6.3 Example: Frierfjord macrofauna
The rank similarities underlying Fig. 6.3 are shown in Table 6.2 (note that these are the similarities involving only sites B, C and D, extracted from the matrix for all sites and re-ranked). Averaging across the 3 diagonal sub-matrices (within groups B, C and D) gives $\overline{r}_W = 22.7$, and across the remaining (off-diagonal) entries gives $\overline{r}_B = 37.5$. Also $n = 12$ and $M = 66$, so that $R = 0.45$. In contrast, the spread of R values possible from random re-labelling of the 12 samples can be seen in the histogram of Fig. 6.4: the largest of $T = 999$ simulations is less than 0.45 ($t = 0$). An observed value of $R = 0.45$ is seen to be a most unlikely event, with a probability of less than 1 in a 1000 if H$_o$ is true, and we can therefore reject H$_o$ at a significance level of p<0.1% (at least, because $R = 0.45$ may still have been the most extreme outcome observed had we chosen an even larger number of permutations. If it is the most extreme of all 5775 – it will be one of them – then p = 100(1/5775) = 0.02%).
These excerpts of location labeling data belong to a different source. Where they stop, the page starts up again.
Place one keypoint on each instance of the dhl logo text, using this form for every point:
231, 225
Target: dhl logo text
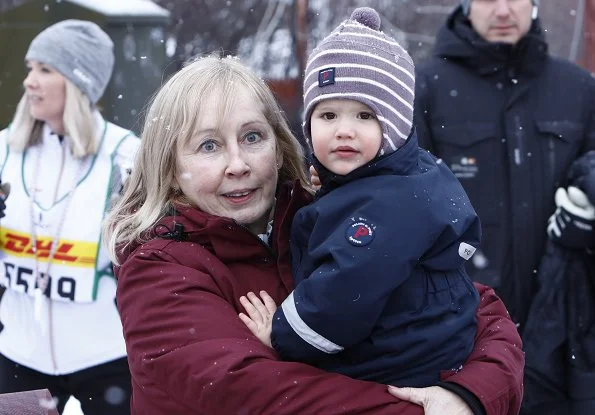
73, 253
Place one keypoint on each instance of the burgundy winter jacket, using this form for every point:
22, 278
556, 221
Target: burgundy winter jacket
189, 353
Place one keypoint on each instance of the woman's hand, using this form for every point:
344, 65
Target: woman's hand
434, 399
259, 315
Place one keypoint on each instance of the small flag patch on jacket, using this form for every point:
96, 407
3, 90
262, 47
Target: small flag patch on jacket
359, 233
466, 251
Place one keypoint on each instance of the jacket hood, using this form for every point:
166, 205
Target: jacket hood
458, 41
399, 162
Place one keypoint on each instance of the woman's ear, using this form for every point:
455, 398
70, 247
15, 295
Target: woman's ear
279, 158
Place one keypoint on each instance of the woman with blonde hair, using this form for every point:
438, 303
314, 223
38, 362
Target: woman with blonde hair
204, 219
60, 328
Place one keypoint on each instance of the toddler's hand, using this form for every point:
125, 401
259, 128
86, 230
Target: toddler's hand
259, 318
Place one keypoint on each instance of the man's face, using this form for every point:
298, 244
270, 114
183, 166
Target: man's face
506, 21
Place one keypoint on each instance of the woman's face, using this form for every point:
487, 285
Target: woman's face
46, 93
229, 167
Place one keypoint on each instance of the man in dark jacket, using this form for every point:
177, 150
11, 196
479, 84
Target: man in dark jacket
508, 119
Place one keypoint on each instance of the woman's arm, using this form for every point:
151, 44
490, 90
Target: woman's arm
494, 370
185, 340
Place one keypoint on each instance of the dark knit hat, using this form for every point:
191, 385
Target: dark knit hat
357, 61
80, 51
467, 4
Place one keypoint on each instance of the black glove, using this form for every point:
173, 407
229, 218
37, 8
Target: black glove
572, 223
582, 174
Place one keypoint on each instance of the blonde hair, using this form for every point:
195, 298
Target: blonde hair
172, 118
79, 124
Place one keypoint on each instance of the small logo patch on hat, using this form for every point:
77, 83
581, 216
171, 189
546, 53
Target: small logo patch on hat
326, 77
360, 233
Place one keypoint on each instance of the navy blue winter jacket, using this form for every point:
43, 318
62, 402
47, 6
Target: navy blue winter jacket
378, 260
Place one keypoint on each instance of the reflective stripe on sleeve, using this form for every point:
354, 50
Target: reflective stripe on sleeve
304, 331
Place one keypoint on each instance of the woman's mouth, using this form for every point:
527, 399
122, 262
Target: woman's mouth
239, 196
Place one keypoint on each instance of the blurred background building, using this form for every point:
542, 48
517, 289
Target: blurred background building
272, 36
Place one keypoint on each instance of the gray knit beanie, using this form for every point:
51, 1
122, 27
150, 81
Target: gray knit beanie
357, 61
467, 4
80, 51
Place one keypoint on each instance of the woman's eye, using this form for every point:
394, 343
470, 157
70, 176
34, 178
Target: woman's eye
208, 146
252, 137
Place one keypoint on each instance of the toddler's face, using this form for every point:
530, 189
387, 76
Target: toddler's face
345, 134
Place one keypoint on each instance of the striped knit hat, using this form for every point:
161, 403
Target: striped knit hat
467, 4
357, 61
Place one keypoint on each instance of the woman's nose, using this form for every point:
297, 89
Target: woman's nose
237, 164
30, 80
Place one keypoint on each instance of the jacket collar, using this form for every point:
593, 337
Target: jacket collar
228, 240
458, 41
399, 162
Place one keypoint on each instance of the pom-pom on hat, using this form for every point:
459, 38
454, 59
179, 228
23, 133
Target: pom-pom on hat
80, 51
357, 61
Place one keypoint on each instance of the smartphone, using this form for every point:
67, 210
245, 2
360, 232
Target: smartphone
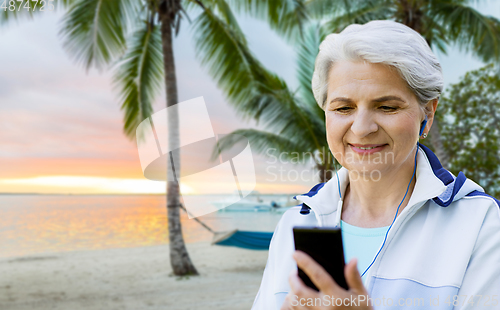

Table 6.2. Frierfjord macrofauna {F}. Rank similarity matrix for the 4 replicates from each of B, C and D, i.e. C3 and C4 are the most, and B1 and C1 the least, similar samples.
B1 | B2 | B3 | B4 | C1 | C2 | C3 | C4 | D1 | D2 | D3 | D4 | |
---|---|---|---|---|---|---|---|---|---|---|---|---|
B1 | – | |||||||||||
B2 | 33 | – | ||||||||||
B3 | 8 | 7 | – | |||||||||
B4 | 22 | 11 | 19 | – | ||||||||
C1 | 66 | 30 | 58 | 65 | – | |||||||
C2 | 44 | 3 | 15 | 28 | 29 | – | ||||||
C3 | 23 | 16 | 5 | 38 | 57 | 6 | – | |||||
C4 | 9 | 34 | 4 | 32 | 61 | 10 | 1 | – | ||||
D1 | 48 | 17 | 42 | 56 | 37 | 55 | 51 | 62 | – | |||
D2 | 14 | 20 | 24 | 39 | 52 | 46 | 35 | 36 | 21 | – | ||
D3 | 59 | 49 | 50 | 64 | 54 | 53 | 63 | 60 | 43 | 41 | – | |
D4 | 40 | 12 | 18 | 45 | 47 | 27 | 26 | 31 | 25 | 2 | 13 | – |
Pairwise tests
The above is a global test, indicating that there are site differences somewhere that may be worth examining further. Specific pairs of sites can then be compared: for example, the similarities involving only sites B and C are extracted, re-ranked and the test procedure repeated, giving an R value of 0.23. This time there are only 35 distinct relabellings so, under the null hypothesis H$ _ o$ that sites B and C do not differ, the full permutation distribution of possible values of R can be computed; 12% of these values are equal to or larger than 0.23 so H$ _ o$ cannot be rejected. By contrast, R = 0.54 for the comparison of B against D, which is the most extreme value possible under the 35 permutations. B and D are therefore inferred to differ significantly at the p< 3% level. For C against D, R = 0.57 similarly leads to rejection of the null hypothesis (p<3%).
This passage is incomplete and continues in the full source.